Success! I made yummy cookies! This is an accomplishment only because I attempted the same recipe last week, went a little too haphazard on my measurements, and ended up with a scone-like cookie instead (I think I went too little on the sugar, too much on the baking soda, and potentially too much flour).
This easy cookie is based on this recipe. It’s not particularly healthy, though, so next time I’ll try tweaking the ingredients some.
-1 stick butter (8tbsp), softened (or melted, see what I did below)
-1/2 brown sugar (not packed, so kind of approximate)
-1/4 white sugar
-2 tsp vanilla extract
-1.5 cup flour
-1/2 tsp baking soda
-1 cup (and a bit extra) dark chocolate chips
-1/2 cup roasted sunflower seeds
What I Did:
- Preheat oven to 350 F.
- “Cream” the sugar and soft butter. Since I don’t have the ideal kitchen situation, I don’t have a large baking bowl, so I was using my big soup pot to mix the dough. Anyway, my butter wasn’t as soft as I thought it was, so I ended up putting it on the stove top for a minute or two until the butter started to melt. Did this have any effect on my cookies? I don’t really know, but some of the sugar might have been better incorporated into the dough…
- Add egg and vanilla extract.
- Mix in baking soda into the flour, then put that dry mixture into your egg-sugar-butter mixture. Add a dash of salt, mix.

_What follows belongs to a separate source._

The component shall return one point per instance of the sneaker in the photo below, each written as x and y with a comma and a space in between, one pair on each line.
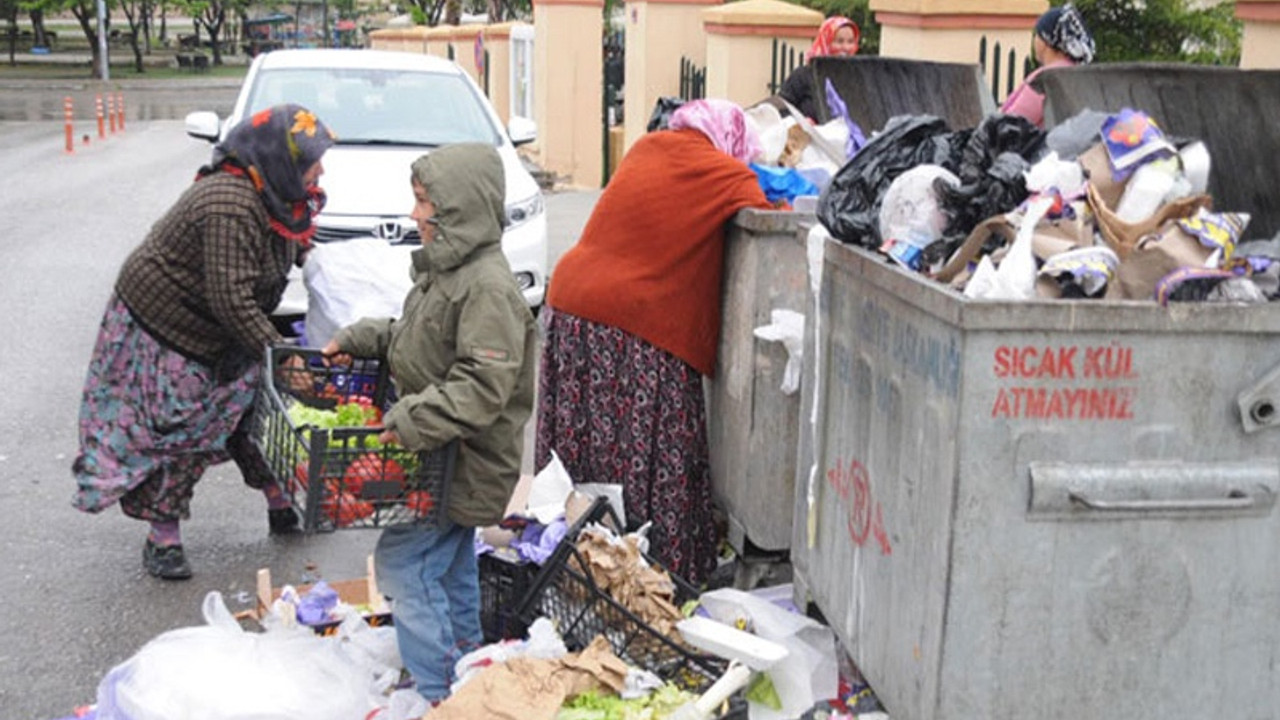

- Add chocolate! chocolate! more chocolate! and then whatever else you have lying around (really, last time I had my too-old mix of dried fruits and toasted almonds, and this time it was my sunflower seeds that I have had lying around for way too long).
- Make the cookies into balls and stick them on a baking sheet, a couple inches apart. Bake for 10 ish minutes (for my oven, it was more like 15, but I think it simply depends on how brown/crispy you want your cookies to be).
- After they’re done, eat! or let them cool down.
Happy cookie baking!
PS. For any who noticed, yes, my cookies are cooling on a super makeshift “rack,” aka chopsticks over a bowl. That is how I roll.